ERISA laws or the Employee Retirement Income Security Act of 1974 set standards for pension plans so that when employees retired (and retire even though 401k plans have replaced most pension plans) they can breathe some sigh of relief that their employers did not raid their pension plans leaving them penniless for retirement. That’s one of the things it does, but it does a lot of other things as well. It covers employer-based health insurance plans, 401k plans and some severance plans.
The unintended consequences of having a federal law cover these things, especially health benefits, are that these federal laws pre-empt state laws.
Two real-life examples of how our state laws and consumer protections are meaningless if we have been abused by our health insurers: The first one is in the Michael Moore movie, Sicko, and features a child named Annette Noe. This is also brought up in Wendell Potter’s book, Deadly Spin. Annette needed cochlear implants in both her ears but CIGNA only paid for one, calling implants in both ears, “too experimental.”
Think Progress featured another child in November of last year, Madison Leuchtmann, who CIGNA also refused to pay for her cochlear implants with the knowledge that this child may remain deaf the rest of her life if she did not receive the implants:
Now in Annette Noe’s case, her father used the power of Michael Moore’s movie to get Annette her implants. I have no follow up news for Madison. But more importantly here, could Madison’s parents sue CIGNA to make them pay for her implants? The answer is no. And that’s because of ERISA.
And why is that? Let’s turn to an ERISA expert, an attorney, Richard Johnston and his blog, The Problem is ERISA:
There is no incentive, financially speaking, to pay for benefits and these include treatments, transplants and disability benefits that are all covered under the ERISA umbrella.

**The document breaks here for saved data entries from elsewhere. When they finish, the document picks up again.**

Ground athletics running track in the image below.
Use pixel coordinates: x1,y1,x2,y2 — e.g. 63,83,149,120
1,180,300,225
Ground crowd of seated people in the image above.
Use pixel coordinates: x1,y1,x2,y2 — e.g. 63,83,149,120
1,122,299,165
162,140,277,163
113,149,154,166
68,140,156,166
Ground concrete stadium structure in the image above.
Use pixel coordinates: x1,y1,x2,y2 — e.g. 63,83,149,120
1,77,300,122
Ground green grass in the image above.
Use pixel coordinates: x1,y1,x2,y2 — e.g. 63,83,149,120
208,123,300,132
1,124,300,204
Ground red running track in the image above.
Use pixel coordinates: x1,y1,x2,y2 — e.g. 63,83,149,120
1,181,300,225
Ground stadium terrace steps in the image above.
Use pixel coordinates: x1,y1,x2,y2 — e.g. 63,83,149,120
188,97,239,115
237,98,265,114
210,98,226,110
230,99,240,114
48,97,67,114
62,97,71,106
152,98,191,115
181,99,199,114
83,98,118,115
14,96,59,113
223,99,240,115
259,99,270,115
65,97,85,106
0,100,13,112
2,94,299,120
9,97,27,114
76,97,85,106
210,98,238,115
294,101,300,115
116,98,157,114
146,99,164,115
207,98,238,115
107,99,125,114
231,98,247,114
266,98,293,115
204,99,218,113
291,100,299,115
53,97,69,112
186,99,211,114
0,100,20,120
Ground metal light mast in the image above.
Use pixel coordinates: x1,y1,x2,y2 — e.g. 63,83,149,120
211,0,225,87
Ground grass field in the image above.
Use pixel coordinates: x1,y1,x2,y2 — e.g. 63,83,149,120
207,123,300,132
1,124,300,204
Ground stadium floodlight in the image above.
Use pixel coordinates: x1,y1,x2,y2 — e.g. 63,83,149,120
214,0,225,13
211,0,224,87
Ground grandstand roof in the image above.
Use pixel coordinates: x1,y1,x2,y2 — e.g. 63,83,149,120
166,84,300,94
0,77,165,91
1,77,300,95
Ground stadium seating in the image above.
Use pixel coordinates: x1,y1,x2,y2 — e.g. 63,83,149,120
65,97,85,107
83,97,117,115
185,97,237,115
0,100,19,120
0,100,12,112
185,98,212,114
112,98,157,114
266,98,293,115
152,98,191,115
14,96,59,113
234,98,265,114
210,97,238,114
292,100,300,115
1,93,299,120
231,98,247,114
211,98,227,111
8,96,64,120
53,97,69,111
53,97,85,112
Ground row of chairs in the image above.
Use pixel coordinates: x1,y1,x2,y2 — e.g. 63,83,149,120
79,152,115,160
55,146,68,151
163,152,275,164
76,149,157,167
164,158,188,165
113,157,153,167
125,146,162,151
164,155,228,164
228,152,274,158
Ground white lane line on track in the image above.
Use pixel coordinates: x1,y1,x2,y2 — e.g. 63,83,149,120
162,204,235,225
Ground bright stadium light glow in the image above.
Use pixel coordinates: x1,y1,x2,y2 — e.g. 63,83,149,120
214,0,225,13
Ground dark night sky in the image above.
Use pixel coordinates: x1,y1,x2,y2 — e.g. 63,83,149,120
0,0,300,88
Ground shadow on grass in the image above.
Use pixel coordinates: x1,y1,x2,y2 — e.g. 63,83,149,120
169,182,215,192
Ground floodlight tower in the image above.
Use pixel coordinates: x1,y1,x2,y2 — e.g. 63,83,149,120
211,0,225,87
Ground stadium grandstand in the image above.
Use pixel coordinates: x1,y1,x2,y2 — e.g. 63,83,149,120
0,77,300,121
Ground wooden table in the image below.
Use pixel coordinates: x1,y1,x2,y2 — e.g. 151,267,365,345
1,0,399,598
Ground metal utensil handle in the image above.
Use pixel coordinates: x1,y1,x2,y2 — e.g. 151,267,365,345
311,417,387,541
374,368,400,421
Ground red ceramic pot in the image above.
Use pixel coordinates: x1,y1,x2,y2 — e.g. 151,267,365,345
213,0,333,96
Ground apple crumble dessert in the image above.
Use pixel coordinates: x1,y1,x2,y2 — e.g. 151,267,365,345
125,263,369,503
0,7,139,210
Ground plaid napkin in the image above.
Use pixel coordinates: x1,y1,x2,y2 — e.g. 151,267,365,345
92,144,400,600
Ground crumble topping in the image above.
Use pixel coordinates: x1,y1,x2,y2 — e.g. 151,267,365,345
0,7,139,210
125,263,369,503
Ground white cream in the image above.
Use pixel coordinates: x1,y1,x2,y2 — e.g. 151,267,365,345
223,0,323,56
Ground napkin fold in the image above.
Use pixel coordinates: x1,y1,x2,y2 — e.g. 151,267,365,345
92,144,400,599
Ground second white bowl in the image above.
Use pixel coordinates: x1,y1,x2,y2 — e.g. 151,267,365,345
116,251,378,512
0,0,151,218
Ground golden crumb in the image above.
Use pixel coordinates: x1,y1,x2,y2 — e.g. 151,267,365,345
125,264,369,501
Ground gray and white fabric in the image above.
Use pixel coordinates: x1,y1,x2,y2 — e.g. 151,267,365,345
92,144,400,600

Where does that leave the GOP who are so “anti-big government but pro-states’ rights? They side with those who would keep these laws in tact every time: The Health Insurance Industry. Disturbing about both groups is their love of thumbing their noses to the new (unconstitutional, as they say) federal law while remaining steadfast on guarding another federal law that hurts the common good. I guess it’s only unconstitutional when it hurts the corporate common good.
Every time ERISA has come up in Congress for some tweaking, guess what has happened? AHIP hires lobbyists, front groups (like this National Coalition on Benefits, they are a real gem) and this group; they all go into action and We, the People, are left in serfdom at the corrupt feet of the Insurance Lords.